Stubborn: Do you have Church docuмents that support your interpretation of Mystici Corporus Christi....that a person that commits the sin of heresy, schism, or apostasy "only" needs to go to confession?
Do you have Church docuмentation that supports "once a Catholic, always a Catholic"?
These are 2 distinct questions. When you combine them together, you get wrong answers.
1. For simple heresy, yes, confession suffices. For major heresy, apostasy, schism - it doesn't. You have to do more than just go to confession.
2. "Once a Catholic, always a Catholic" -- this has to be looked at in multiple ways.
a. Can one get re-baptized, or baptized twice? No. Therefore, in regards to Church membership -- once a member, always a member.
b. Can one apostasize and reject the Faith and become a non-catholic (in practice)? Yes, in the sense that they stop practicing the Faith.
1. Can such a one simply go to confession and rejoin the Church? No, they cannot. It's not that simple.
c.
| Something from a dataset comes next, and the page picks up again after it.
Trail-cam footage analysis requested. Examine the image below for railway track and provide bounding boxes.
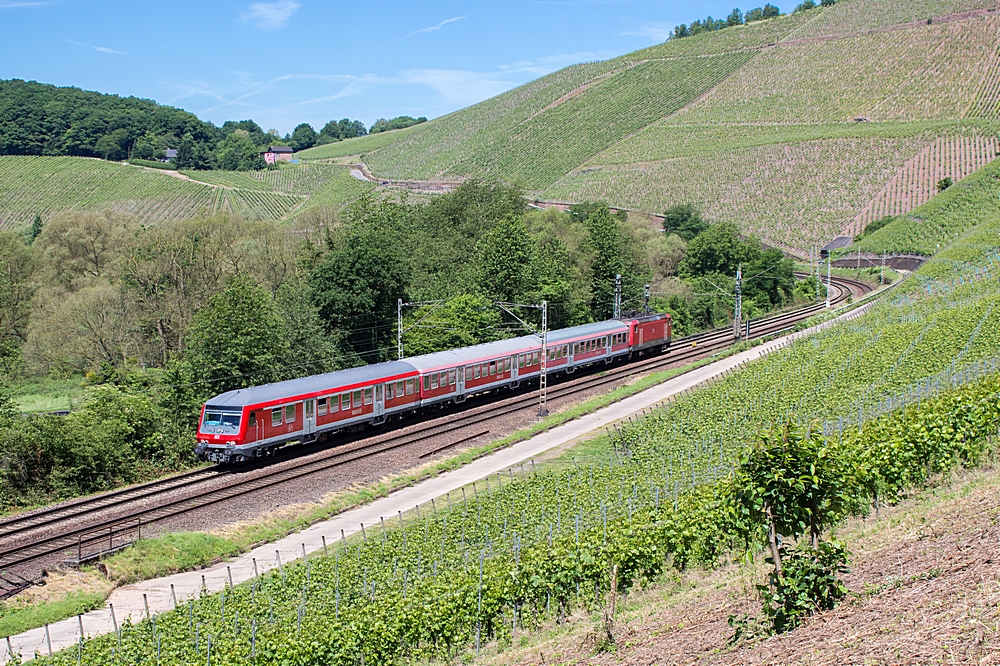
[0,278,871,571]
Can we consider a person who is formally excommunicated for schism (i.e. a catholic leaves and joins the Orthodox) a catholic? Yes and no.
1. But they are baptized? Yes, but still not a catholic.
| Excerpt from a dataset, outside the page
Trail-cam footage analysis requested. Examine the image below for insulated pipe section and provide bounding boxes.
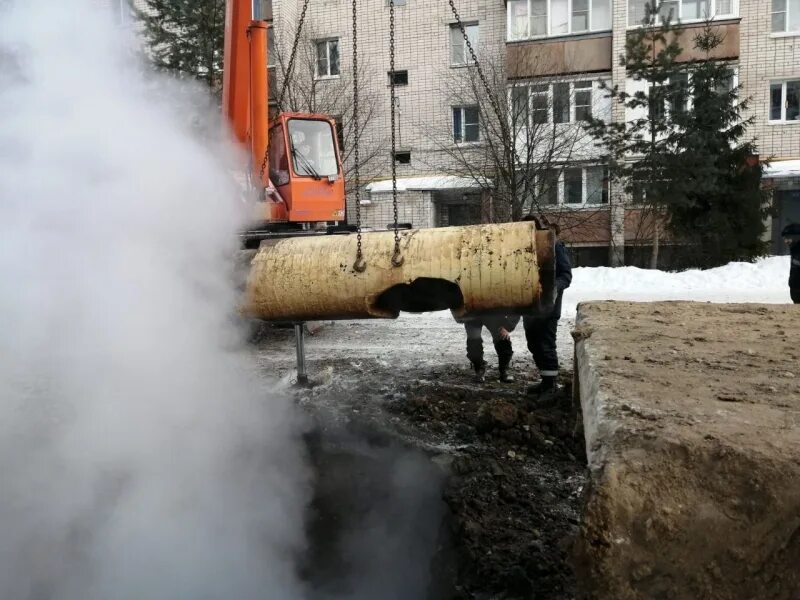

2. Could they become a catholic? Yes, but there are still steps to take.
3. Are such steps EASIER and QUICKER than a pagan? Yes.
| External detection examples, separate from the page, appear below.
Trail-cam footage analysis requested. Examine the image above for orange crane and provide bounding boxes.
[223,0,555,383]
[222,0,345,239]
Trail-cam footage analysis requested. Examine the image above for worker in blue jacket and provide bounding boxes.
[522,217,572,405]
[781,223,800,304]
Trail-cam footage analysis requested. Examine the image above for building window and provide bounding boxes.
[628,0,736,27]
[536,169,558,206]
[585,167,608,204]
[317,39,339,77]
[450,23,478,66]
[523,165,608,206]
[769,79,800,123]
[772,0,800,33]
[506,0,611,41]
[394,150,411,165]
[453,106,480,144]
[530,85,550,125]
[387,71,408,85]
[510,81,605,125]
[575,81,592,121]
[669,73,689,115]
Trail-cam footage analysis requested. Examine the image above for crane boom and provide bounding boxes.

So, yes, in theory (based on baptism alone)...a person is "once a catholic, always a catholic".
But in practice (based on their lifestyle/religion choices)...a person can reject the Faith.
1. Catholic
2. Former catholic, heretic
3. Former catholic, schismatic
4. Baptized never-catholic/protestant
5. Baptized never-catholic/misc
6. Non-baptized pagan
"Once a catholic, always a catholic" presumes that #2 and #3 are "still catholic", in that they could MORE easily and MORE quickly convert than #4-6. But some would argue, in practice, that #2 and #3 aren't catholic anymore, being they've rejected the Faith.
Both are right. It depends how you look at it. Theory vs Practice.